Looking at it, there is nothing spectacular about electrical steel strip—it is flat rolled steel that is stacked to form laminated electrical steel packages to ensure efficient operation of the electric motor. It is the physical properties of this soft magnetic material that make it special. Such materials are especially easy to magnetize (experts speak of high permeability). Simply put, they can amplify magnetic fields.
Another special property of electrical steel is its high specific electrical resistance. The significance of this property is seen in the functioning of the electric motor. When the polarity of the magnetic field between its stator and rotor is constantly changed, not all the transmitted energy is converted into motion. Part of the energy is lost as heat, the remagnetization (heat) loss. Electromobility has special requirements in this regard. In a household vacuum cleaner, for example, the polarity changes 50 times a second (50 Hertz). In an electric car, it changes at least 400 times a second. In order to reduce the associated heat loss, electrical steel is alloyed with silicon, which increases its electrical resistance.
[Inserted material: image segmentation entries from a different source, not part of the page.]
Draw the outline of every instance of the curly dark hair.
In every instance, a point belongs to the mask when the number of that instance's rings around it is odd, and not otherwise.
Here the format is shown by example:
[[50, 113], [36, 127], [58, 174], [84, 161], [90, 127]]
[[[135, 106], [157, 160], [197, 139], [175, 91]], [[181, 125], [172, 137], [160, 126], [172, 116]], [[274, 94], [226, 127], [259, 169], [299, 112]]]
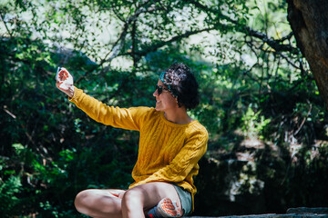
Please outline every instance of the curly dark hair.
[[166, 71], [162, 80], [169, 86], [171, 94], [177, 97], [179, 107], [187, 110], [195, 108], [200, 104], [199, 84], [190, 67], [182, 63], [171, 64]]

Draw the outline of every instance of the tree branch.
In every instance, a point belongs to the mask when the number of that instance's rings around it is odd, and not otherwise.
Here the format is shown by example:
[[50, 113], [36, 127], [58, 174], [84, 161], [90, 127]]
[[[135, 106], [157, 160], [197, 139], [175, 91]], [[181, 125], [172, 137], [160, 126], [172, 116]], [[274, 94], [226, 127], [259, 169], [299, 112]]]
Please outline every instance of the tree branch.
[[136, 52], [136, 54], [138, 54], [138, 56], [144, 56], [150, 52], [155, 52], [156, 50], [158, 50], [159, 48], [160, 48], [166, 45], [171, 44], [173, 42], [177, 42], [179, 40], [181, 40], [182, 38], [187, 38], [192, 35], [200, 34], [202, 32], [209, 32], [210, 30], [215, 30], [215, 28], [212, 27], [212, 28], [205, 28], [205, 29], [200, 29], [200, 30], [189, 31], [182, 35], [176, 35], [168, 41], [160, 41], [160, 42], [155, 43], [155, 45], [151, 45], [150, 46], [148, 46], [143, 51]]
[[0, 11], [0, 17], [1, 17], [1, 20], [4, 22], [4, 25], [5, 25], [5, 29], [7, 30], [10, 37], [12, 38], [12, 37], [13, 37], [13, 35], [12, 35], [12, 33], [9, 31], [8, 26], [6, 25], [6, 24], [5, 24], [5, 22], [4, 16], [3, 16], [3, 15], [2, 15], [2, 11]]

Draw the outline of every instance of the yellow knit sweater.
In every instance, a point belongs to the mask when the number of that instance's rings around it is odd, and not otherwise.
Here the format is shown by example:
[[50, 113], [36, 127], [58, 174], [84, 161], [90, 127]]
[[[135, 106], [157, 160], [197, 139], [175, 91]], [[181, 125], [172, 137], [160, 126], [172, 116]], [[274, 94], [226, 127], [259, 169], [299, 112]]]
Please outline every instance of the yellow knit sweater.
[[197, 120], [177, 124], [154, 108], [108, 106], [77, 87], [70, 101], [97, 122], [139, 131], [138, 160], [132, 171], [135, 182], [129, 188], [150, 182], [171, 183], [189, 191], [193, 200], [192, 176], [198, 174], [197, 163], [206, 152], [209, 138]]

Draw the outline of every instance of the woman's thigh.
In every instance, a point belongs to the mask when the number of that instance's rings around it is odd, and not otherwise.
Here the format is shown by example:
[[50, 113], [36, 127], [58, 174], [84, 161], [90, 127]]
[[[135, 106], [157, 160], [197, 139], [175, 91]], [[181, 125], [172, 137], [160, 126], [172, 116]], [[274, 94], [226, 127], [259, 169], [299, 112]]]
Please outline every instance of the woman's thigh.
[[170, 198], [178, 203], [178, 207], [181, 207], [180, 200], [174, 186], [168, 183], [154, 182], [140, 184], [128, 190], [124, 194], [137, 193], [140, 196], [140, 203], [143, 205], [144, 211], [147, 212], [156, 206], [163, 198]]

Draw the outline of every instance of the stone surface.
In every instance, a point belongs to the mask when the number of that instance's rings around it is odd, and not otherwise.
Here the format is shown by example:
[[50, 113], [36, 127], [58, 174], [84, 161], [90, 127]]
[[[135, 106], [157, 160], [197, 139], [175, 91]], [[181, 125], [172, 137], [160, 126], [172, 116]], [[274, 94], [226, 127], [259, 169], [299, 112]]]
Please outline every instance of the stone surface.
[[[210, 216], [191, 216], [191, 218], [205, 218]], [[290, 208], [285, 214], [253, 214], [253, 215], [232, 215], [216, 216], [216, 218], [328, 218], [328, 207], [298, 207]], [[211, 217], [214, 218], [214, 217]]]

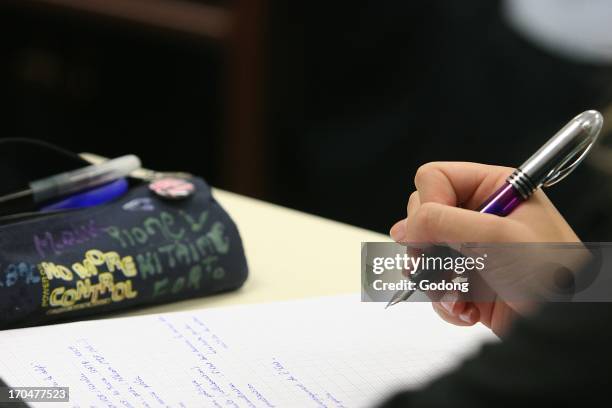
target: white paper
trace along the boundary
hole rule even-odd
[[[3,331],[0,377],[70,387],[34,407],[361,407],[493,339],[349,295]]]

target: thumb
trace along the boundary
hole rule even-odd
[[[406,220],[404,242],[504,242],[516,222],[492,214],[429,202]]]

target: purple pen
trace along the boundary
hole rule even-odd
[[[540,187],[550,187],[563,180],[595,144],[603,118],[590,110],[572,119],[544,146],[508,177],[478,211],[502,217],[510,214]]]
[[[567,177],[595,145],[603,127],[601,113],[589,110],[572,119],[478,208],[477,211],[505,217],[538,188],[550,187]],[[423,279],[426,273],[417,271],[411,280]],[[415,291],[397,291],[387,307],[403,302]]]

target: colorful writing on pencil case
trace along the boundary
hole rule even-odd
[[[0,227],[0,327],[239,287],[247,265],[238,231],[194,183],[182,202],[141,185],[104,207]],[[146,209],[126,205],[144,198]]]

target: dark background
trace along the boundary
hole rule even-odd
[[[0,33],[0,137],[384,232],[419,165],[516,167],[612,96],[610,67],[530,44],[493,0],[6,1]],[[609,177],[549,190],[583,240],[612,236]]]

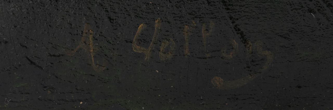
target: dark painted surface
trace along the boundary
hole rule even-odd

But caution is required. Too much silicon lowers the cold formability of electrical steel. The skill of manufacturers lies both in selecting the appropriate amount of the alloying agent and in special production technology.
"At voestalpine, our many years of expertise have resulted in our isovac® electrical steel having the best properties for electromobility. isovac® is highly permeable, offers excellent stamping properties, and exhibits minimal magnetization losses."
The surface of electrical steel is also very special. Individual layers are stacked to produce packages and must be electrically isolated from each other. After the last metallurgical treatment, the strip is coated with a micrometer thin layer of varnish.
In order to manufacture electrical steel packages efficiently, this layer can consist of a backlack that insulates and, after being heated for a short time, fully joins the individual lamination stacks over the entire surface. This eliminates the need for mechanical joining and welding, which can adversely affect the magnetic properties.
With backlack-v®, voestalpine Stahl GmbH has developed a unique product. As Christian Schreiner points out: “isovac® electrical steel coated with our backlack-v® provides great advantages for series production of electric cars. It quickly and cleanly joins the individual laminations and requires a lower temperature and less pressure for curing, effectively shortening production cycles.